Home Office Accelerated Capability Environment (ACE) and NHS AI team demo tool for automatically identifying areas of interest for human follow-up.
Machine learning based algorithms could soon lead to diagnoses that currently take six hours being slashed to minutes, researchers have said after highly promising results from a 12-week look into use of AI in vital lab work.
The team was led by the Home Office ACE which has a mission to take a highly innovative and disruptive approach to solving technology and data problems facing public sector agencies, primarily in law enforcement and national security.
In turn, ACE is powered by Vivace, a community of multi-disciplinary organisations and experts drawn from industry and academia who collaborate to deliver highly innovative solutions at pace. In this probe, a specialist company called Polygeist was the main tech partner.
ACE worked with NHS AI Lab Skunkworks, which was set up to demonstrate the potential for Artificial Intelligence in health and social care. The pair were aided by the largest membership-based charity in the world, Parkinson’s UK.
The charity gave the team a dataset containing 401 digitised images of brain sections from its Imperial College London-based tissue store, which has more than 1,300 brains from people with Parkinson’s, as well as healthy donors.
This resulted in material for detecting alpha-synuclein (a-syn), a protein which is the pathological marker of Parkinson’s, as well as 100 control cases from healthy donors.
Breakthrough
Polygeist then achieved a diagnosis breakthrough by repurposing existing technology to exclude other types of brain matter that were not needed for this process. It then synthetically stained slides of brain tissues using the iDeepColour neural network, which highlights and stains areas affected by a-syn. Once processed, areas of interest turned bright green, making them quickly identifiable by human experts.

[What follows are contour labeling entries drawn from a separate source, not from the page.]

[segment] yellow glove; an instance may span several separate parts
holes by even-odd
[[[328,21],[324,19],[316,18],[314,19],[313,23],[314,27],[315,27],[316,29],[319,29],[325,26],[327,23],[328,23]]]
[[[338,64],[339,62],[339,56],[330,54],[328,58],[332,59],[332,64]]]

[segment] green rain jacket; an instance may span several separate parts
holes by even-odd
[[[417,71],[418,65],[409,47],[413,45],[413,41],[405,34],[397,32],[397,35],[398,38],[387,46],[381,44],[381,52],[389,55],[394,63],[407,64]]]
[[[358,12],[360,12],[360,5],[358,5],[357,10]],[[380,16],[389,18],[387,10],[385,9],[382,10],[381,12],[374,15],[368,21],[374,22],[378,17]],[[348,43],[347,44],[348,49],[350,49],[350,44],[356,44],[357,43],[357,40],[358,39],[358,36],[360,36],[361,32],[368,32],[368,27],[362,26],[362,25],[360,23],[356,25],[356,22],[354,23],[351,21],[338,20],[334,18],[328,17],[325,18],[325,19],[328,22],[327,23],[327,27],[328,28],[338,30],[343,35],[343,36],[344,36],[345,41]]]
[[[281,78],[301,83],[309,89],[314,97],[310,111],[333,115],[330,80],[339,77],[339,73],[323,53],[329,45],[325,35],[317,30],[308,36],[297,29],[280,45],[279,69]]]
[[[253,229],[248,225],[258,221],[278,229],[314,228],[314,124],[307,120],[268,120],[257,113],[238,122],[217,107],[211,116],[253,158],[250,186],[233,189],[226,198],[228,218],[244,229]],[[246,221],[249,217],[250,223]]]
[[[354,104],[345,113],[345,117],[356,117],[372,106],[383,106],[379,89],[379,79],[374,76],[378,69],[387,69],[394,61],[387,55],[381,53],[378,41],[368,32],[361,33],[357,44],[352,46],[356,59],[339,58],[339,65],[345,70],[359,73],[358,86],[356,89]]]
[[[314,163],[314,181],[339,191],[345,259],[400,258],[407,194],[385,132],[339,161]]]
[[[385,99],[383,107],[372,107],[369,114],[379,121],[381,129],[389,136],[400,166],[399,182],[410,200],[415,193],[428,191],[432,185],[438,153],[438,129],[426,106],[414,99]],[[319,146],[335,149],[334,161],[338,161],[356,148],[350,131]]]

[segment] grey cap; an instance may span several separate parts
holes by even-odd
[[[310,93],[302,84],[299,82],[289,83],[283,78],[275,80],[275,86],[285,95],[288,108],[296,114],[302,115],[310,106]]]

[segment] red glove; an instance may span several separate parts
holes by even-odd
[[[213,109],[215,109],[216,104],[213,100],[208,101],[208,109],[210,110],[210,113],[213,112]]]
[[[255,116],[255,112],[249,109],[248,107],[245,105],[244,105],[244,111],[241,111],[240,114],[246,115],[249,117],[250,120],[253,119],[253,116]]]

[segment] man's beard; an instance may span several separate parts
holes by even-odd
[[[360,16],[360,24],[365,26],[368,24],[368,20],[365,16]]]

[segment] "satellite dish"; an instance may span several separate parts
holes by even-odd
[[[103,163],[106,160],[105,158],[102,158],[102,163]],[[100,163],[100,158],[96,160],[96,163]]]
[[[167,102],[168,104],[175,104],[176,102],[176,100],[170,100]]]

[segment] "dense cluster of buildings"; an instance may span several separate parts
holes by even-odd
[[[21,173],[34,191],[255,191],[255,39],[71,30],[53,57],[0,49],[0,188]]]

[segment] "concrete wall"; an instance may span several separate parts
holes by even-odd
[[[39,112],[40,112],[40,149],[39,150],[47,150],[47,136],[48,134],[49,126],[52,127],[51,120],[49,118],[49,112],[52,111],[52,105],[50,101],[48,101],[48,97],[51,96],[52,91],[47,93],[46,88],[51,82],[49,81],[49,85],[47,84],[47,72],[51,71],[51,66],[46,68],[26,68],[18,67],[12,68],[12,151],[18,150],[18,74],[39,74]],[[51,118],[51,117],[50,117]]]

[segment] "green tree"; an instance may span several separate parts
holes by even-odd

“Chopping up” the original image, add the researchers, and slicing it into squares, also means counting the green areas also gave a strong indication of disease density. This work enabled researchers to quickly develop a proof of concept classifier which achieved around a 92% accuracy hit rate on automatically classifying Parkinson’s from digitised images of brain sections, with no false alarms.

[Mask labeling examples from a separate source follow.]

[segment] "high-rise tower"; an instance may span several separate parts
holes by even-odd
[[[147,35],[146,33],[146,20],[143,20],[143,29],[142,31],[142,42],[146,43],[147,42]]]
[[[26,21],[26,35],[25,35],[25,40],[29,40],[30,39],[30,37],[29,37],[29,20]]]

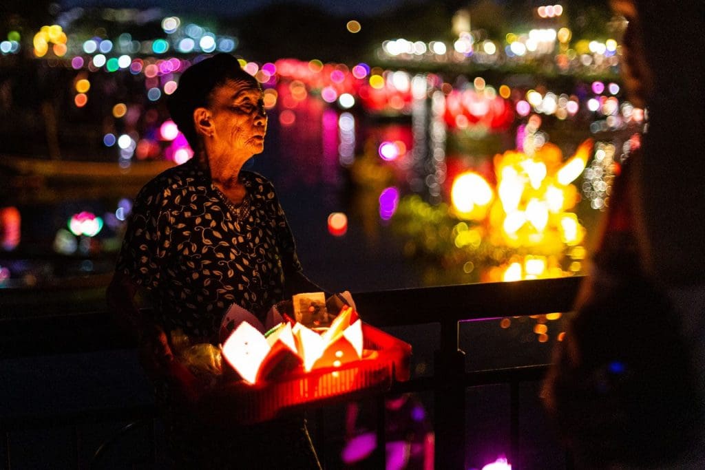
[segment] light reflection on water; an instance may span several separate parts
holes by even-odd
[[[414,78],[412,87],[426,80]],[[305,269],[326,288],[363,291],[476,282],[481,279],[478,273],[489,268],[472,259],[456,260],[453,266],[441,266],[438,260],[419,265],[408,256],[409,240],[393,230],[393,215],[400,199],[410,194],[419,193],[432,203],[447,201],[449,173],[457,175],[467,168],[491,173],[493,156],[519,143],[516,126],[526,120],[517,117],[502,132],[490,132],[486,127],[465,120],[458,123],[449,116],[443,94],[429,94],[427,99],[425,94],[415,93],[410,115],[392,118],[371,116],[360,108],[336,109],[310,94],[293,106],[282,100],[270,110],[264,152],[246,168],[274,183]],[[460,99],[453,94],[451,98]],[[474,104],[472,101],[468,106]],[[555,143],[574,149],[589,135],[590,123],[582,124],[556,121],[547,131],[536,132],[536,140],[545,140],[555,132],[556,139],[563,140]],[[519,127],[520,134],[524,127]],[[137,167],[140,162],[132,165]],[[129,211],[127,206],[139,186],[106,185],[94,188],[85,199],[73,197],[85,189],[63,188],[54,200],[70,194],[66,201],[17,204],[22,240],[16,254],[11,252],[12,256],[0,259],[5,278],[8,268],[12,277],[24,276],[30,284],[110,272],[124,228],[122,221]],[[87,211],[102,218],[104,228],[94,237],[72,235],[67,222]],[[344,235],[329,230],[333,213],[347,216]],[[591,217],[595,216],[585,216],[589,230]],[[3,224],[6,240],[7,227],[18,222],[5,218],[9,221]],[[70,254],[68,262],[56,252]],[[49,256],[52,259],[23,259],[22,254],[31,253],[52,253]],[[443,276],[443,271],[452,275]],[[5,282],[7,285],[7,279]]]

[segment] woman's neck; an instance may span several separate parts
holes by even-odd
[[[207,150],[202,150],[198,156],[199,165],[211,175],[213,183],[223,189],[240,185],[240,171],[245,161],[227,156],[219,157]]]

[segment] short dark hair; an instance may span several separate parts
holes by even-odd
[[[198,135],[193,125],[193,111],[208,107],[211,92],[229,80],[259,87],[255,78],[243,70],[238,59],[228,54],[217,54],[187,68],[176,91],[167,101],[171,119],[194,151],[198,145]]]

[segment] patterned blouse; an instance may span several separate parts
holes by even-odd
[[[249,171],[240,177],[247,194],[239,207],[195,159],[137,194],[117,270],[151,291],[167,331],[217,344],[231,304],[264,320],[283,299],[286,276],[302,269],[271,183]]]

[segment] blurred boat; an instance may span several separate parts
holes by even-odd
[[[0,155],[0,200],[37,204],[133,196],[145,183],[174,165],[173,161],[146,161],[122,168],[115,161]]]

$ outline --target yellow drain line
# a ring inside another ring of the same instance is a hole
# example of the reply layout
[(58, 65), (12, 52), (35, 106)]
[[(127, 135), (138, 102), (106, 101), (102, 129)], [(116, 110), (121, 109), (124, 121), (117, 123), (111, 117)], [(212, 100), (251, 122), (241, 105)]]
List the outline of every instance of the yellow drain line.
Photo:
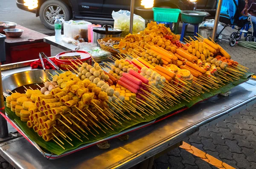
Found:
[(203, 151), (196, 148), (193, 146), (183, 142), (183, 143), (180, 147), (186, 150), (192, 155), (201, 158), (207, 163), (221, 169), (236, 169), (226, 163), (217, 159)]

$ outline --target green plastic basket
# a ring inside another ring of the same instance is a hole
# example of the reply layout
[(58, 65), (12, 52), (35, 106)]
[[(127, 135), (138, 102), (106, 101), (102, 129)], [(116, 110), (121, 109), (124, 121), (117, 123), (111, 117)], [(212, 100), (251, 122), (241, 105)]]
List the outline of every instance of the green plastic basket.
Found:
[(179, 9), (153, 8), (154, 20), (156, 22), (176, 23), (180, 13)]

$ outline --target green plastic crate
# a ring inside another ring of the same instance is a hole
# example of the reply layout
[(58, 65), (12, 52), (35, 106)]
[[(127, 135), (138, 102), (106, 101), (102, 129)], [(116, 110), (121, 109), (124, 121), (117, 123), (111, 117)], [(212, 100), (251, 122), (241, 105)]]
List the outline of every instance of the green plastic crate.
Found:
[(176, 23), (180, 13), (179, 9), (153, 8), (154, 20), (156, 22)]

Applying this process meant moving from a four to six hour Parkinson’s sample assessment phase to minutes. A significant time saving if replicated on a mass scale across the NHS, that would allow neurologists to focus on more complex cases.
Enhancing processes
The team claimed the quality of the tool is approaching viability for real world applications, with work already starting on how to enhance the new process to better differentiate stages of disease, as well as looking into whether proteins which indicate dementia can also be identified.
There is also potential to use this technique with brain scans on live patients in the future, ACE concludes.